People suffering from incurable eye disorders can heave a sigh of relief now!
Clinical trials on humans suffering from difficult-to-treat eye diseases which can further lead to permanent blindness are about to begin in July 2011.
A team of medical professionals from Jules Stein Eye Institute of University of California, Los Angeles will begin the trials on a group of 24 patients suffering from eye diseases.
The therapy was developed by Advanced Cell Technology, a Massachusetts based company and uses retinal pigment epithelial cells (RPEs) grown from human embryonic stem cells.
The medical team aims to halt, slow down, or even reverse the ill-effects of the disease by injecting these embryonic stem cells derived retinal cells.
Earlier studies have shown that rats with macular degeneration when injected with fresh retinal cells, showed a remarkable improvement in the eyesight.
The 24 member patient group will have 2 sets of people: 12 of them suffering from Stargardt’s macular dystrophy, an eye condition that usually affects the younger population aged between 10 and 20 and another 12 suffering from dry AMD or dry age-related macular degeneration.
Each of the 12 patient groups will be further divided into 4 sub-groups, each sub-group consisting of 3 patients. These 4 sub-groups will be transplanted with different number of cells.
To begin with, the initial stages of the trial will focus on the safety of this stem cell transplantation for over a period of 12 months.

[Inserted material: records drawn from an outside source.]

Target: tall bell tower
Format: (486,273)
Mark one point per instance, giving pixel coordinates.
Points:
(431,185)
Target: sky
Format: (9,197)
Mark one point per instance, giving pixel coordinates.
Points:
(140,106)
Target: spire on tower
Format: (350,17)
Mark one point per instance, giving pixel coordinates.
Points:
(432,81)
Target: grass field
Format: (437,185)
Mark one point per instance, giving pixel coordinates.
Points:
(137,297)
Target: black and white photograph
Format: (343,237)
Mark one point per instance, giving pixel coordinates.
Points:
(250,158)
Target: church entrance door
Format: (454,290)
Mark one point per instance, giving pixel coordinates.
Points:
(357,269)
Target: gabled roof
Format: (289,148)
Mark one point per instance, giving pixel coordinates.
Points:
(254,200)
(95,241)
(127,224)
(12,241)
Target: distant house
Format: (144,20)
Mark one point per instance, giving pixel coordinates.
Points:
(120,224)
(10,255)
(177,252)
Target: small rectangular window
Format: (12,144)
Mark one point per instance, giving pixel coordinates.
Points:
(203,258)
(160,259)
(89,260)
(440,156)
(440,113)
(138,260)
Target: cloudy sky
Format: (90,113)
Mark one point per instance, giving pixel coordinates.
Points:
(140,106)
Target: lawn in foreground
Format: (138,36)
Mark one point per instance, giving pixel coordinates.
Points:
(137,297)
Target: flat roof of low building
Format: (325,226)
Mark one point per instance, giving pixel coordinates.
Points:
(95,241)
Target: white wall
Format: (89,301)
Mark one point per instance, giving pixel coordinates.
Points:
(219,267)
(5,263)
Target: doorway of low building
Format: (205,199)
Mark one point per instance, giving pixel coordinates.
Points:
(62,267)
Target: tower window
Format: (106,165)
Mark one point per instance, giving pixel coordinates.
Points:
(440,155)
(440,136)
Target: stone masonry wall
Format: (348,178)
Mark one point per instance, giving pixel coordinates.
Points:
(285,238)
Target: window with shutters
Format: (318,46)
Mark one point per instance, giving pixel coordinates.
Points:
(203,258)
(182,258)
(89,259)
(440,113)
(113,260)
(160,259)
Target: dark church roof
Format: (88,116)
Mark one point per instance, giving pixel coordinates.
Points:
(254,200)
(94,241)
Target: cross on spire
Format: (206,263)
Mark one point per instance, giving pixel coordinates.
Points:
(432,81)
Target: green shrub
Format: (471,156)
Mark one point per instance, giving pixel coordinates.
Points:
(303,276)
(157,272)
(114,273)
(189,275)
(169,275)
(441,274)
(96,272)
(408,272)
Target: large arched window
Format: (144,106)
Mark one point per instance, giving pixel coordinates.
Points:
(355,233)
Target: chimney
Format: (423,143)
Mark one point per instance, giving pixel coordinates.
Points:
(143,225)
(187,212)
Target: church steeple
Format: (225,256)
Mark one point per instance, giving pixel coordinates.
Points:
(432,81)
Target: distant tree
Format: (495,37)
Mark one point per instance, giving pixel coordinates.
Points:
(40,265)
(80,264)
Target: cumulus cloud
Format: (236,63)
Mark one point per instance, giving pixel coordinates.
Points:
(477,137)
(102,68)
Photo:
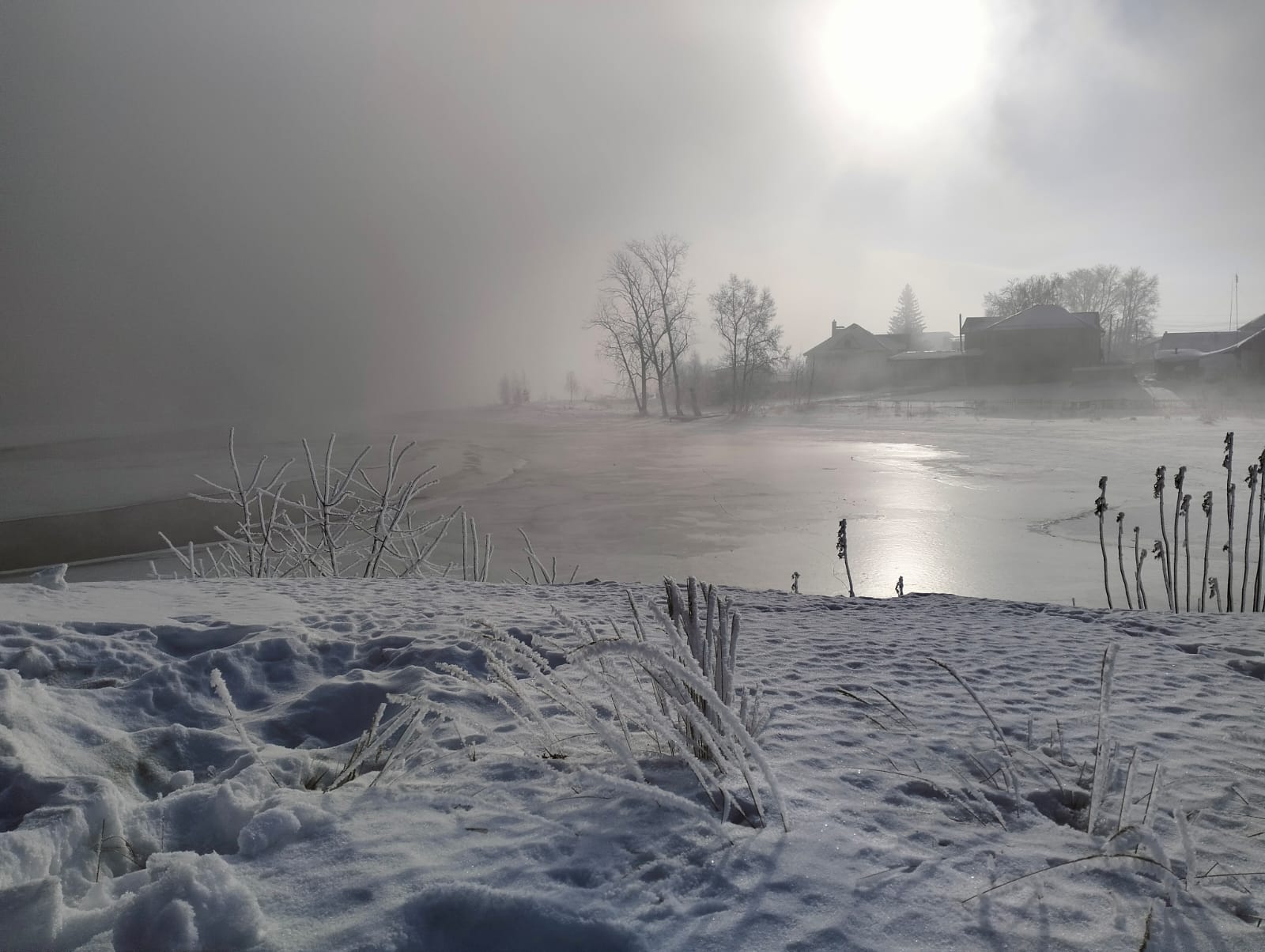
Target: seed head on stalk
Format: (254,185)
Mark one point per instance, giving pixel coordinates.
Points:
(1138,557)
(1207,543)
(841,549)
(1161,556)
(1260,532)
(1120,555)
(1100,511)
(1186,542)
(1252,470)
(1176,552)
(1161,553)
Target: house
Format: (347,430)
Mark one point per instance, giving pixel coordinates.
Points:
(853,358)
(1214,353)
(1040,343)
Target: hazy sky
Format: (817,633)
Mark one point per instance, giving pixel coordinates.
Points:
(210,206)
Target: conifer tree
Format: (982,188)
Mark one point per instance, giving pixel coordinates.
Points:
(908,318)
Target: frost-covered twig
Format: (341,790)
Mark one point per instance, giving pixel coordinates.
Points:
(221,691)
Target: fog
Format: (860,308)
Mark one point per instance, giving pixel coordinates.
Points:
(215,210)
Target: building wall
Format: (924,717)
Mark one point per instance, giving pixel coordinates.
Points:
(1037,353)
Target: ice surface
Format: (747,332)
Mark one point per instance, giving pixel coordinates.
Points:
(115,752)
(999,508)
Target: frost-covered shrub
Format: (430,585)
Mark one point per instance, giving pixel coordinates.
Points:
(640,697)
(346,523)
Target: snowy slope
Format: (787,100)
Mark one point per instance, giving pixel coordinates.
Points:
(898,812)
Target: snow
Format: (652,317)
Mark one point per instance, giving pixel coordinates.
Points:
(113,737)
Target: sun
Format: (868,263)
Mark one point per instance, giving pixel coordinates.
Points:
(901,65)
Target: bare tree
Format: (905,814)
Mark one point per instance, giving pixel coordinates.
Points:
(1096,289)
(620,346)
(1021,293)
(1126,301)
(670,294)
(743,317)
(1138,301)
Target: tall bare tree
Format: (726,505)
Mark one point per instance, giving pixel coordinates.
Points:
(743,317)
(1126,301)
(670,298)
(1138,301)
(1021,293)
(1096,289)
(630,333)
(620,346)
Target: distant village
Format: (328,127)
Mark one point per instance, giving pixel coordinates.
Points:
(1043,345)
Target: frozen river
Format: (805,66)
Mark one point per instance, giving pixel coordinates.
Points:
(992,508)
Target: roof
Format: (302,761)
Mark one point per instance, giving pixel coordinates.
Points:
(1252,327)
(896,343)
(853,339)
(1201,341)
(936,355)
(1048,317)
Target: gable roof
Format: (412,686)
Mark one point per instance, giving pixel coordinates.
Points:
(852,339)
(1037,317)
(1202,341)
(1252,327)
(1048,317)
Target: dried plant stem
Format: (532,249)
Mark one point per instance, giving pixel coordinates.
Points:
(1229,463)
(1252,470)
(1163,556)
(1120,556)
(1186,542)
(1138,557)
(1207,547)
(1100,511)
(1178,482)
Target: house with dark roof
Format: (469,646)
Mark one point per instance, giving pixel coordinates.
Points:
(1214,353)
(1040,343)
(854,358)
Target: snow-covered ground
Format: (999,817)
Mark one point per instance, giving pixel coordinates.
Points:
(904,803)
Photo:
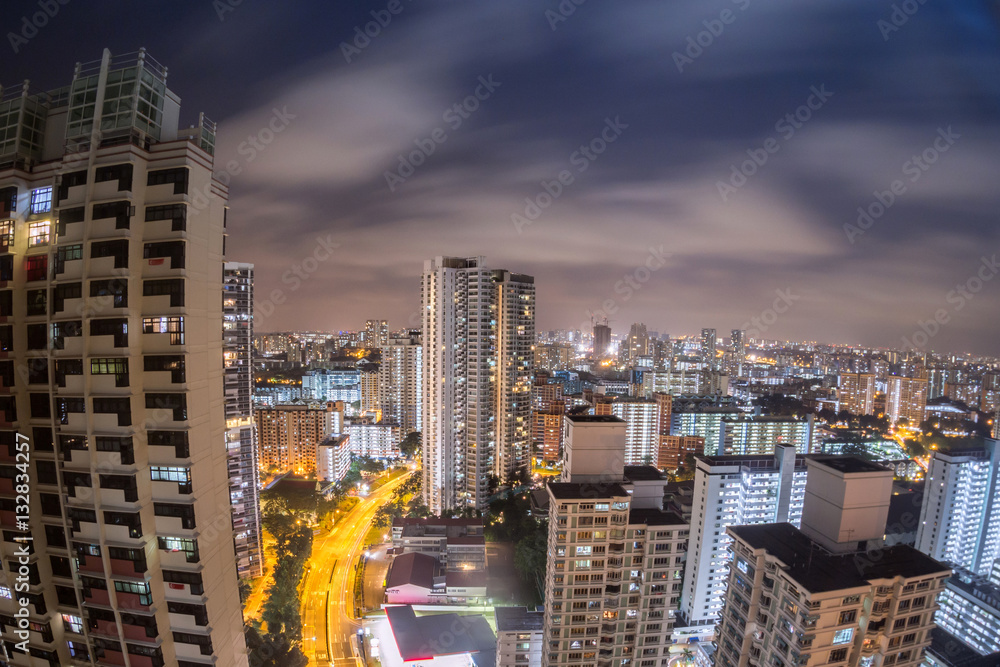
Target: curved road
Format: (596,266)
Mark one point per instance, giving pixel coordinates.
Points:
(328,589)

Dry age-related macular degeneration is the main cause of vision loss in people in the age group of 55 and above. Moreover, it is the most common cause of blindness in people from developed countries. Also, in both the eye conditions, the loss of vision is due to the thinning of RPE cells in the centre of the retina.
If this clinical trial gives promising results, very soon the treatment can restore the lost vision of several people throughout the world.